Alignment/Adherence Continued

Aligned mirco structures in bones--fibrils, fibril arrays all organized into 2 inch long thin osteonal structures presumably test stronger than random arrangements. And, stuck together or "adhered" fibrils provide stouter bone composite material than fibrils randomized in space surrounded by the water.

So goes my theory. Concussive pressure operating during equine speed work forces or aligns micro structures in certain (favorable) directions. We ascend a flight of stairs and can feel this alignment in our knee caps and may thus consider the sort of aligning pressure that might be occurring with a horse motoring down the free way undergoing 12,000 lbs/sq. inch of pressure in its cannons.

When pressure ceases such as between strides or at the end of the work the opposite sort of force operates which I call "bounce back". This is the inertial force that causes a structure, e.g. a branch of a tree in the wind, to revert to its former position when the wind stops blowing. In our horses post race the "branches" will have undergone tremendous forces over the course of 200 or more strides. I am thinking that bounce back, also affected by changes in bone glue proteins and compaction of the mineral lattice, will be slow but steady. The rate of bounce back will additionally be affected by the pre-race strength and conditioning.

Similarly adherence of fibrils to each other will be encouraged with each stride with similar reductions in bounce back effect as the speed work proceeds.

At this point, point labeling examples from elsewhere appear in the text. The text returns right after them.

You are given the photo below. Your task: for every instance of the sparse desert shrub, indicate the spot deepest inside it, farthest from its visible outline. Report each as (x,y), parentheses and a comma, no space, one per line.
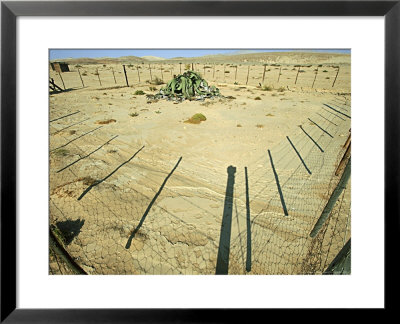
(157,81)
(104,122)
(196,119)
(281,89)
(88,181)
(267,88)
(61,152)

A safe guess might be that the "degree" of these adherence and alignment effects vary widely over the structure of the cortical and trabecular bone. But the principal is the same everywhere. The micro structures are being aligned in certain directions and pressured by the force of each stride. And, post race they will be in certain condition that probably differs in some degree to where they were pre-race.

Assuming these ideas are true in real time, the 64000 question involves the degree of change during each speed work, and what happens exactly, post race.

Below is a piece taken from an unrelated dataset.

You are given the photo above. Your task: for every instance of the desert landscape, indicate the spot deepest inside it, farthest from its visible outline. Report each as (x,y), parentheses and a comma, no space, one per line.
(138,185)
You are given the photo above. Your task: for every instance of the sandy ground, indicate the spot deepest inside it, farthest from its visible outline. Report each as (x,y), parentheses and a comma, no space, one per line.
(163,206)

To answer this question I have to go back to a lot of what was covered extensively in the blog over a long period of time. I'll simply make the blanket statement that with each race I am doubting that these changes are extensive, and in mature and highly trained areas of the bone structure there may be few changes at all--i.e. the force of repeated striding is insufficient to affect the structures.

But, however small or insignificant the change in any particular area of bone resulting from e.g. a single race, the basic idea here is the tendency post race of these structures to revert to their pre-race positions. Thus, after a certain specific time post race the bone will revert to primarily to the same condition as it was pre-race.

And so, we seek to reinforce these strengthening processes by subsequent speed work. Can we e.g. wait 9 days post race for our next speed work--as many famous trainers particularly on the East Coast do--and expect to strengthen the bone? And, same analysis post race for 8 days, 7, 6, 5 on down.

How can we have any idea what is required here? Since we're unable to measure the degree of bounce back all that's left as a method is to logically consider this.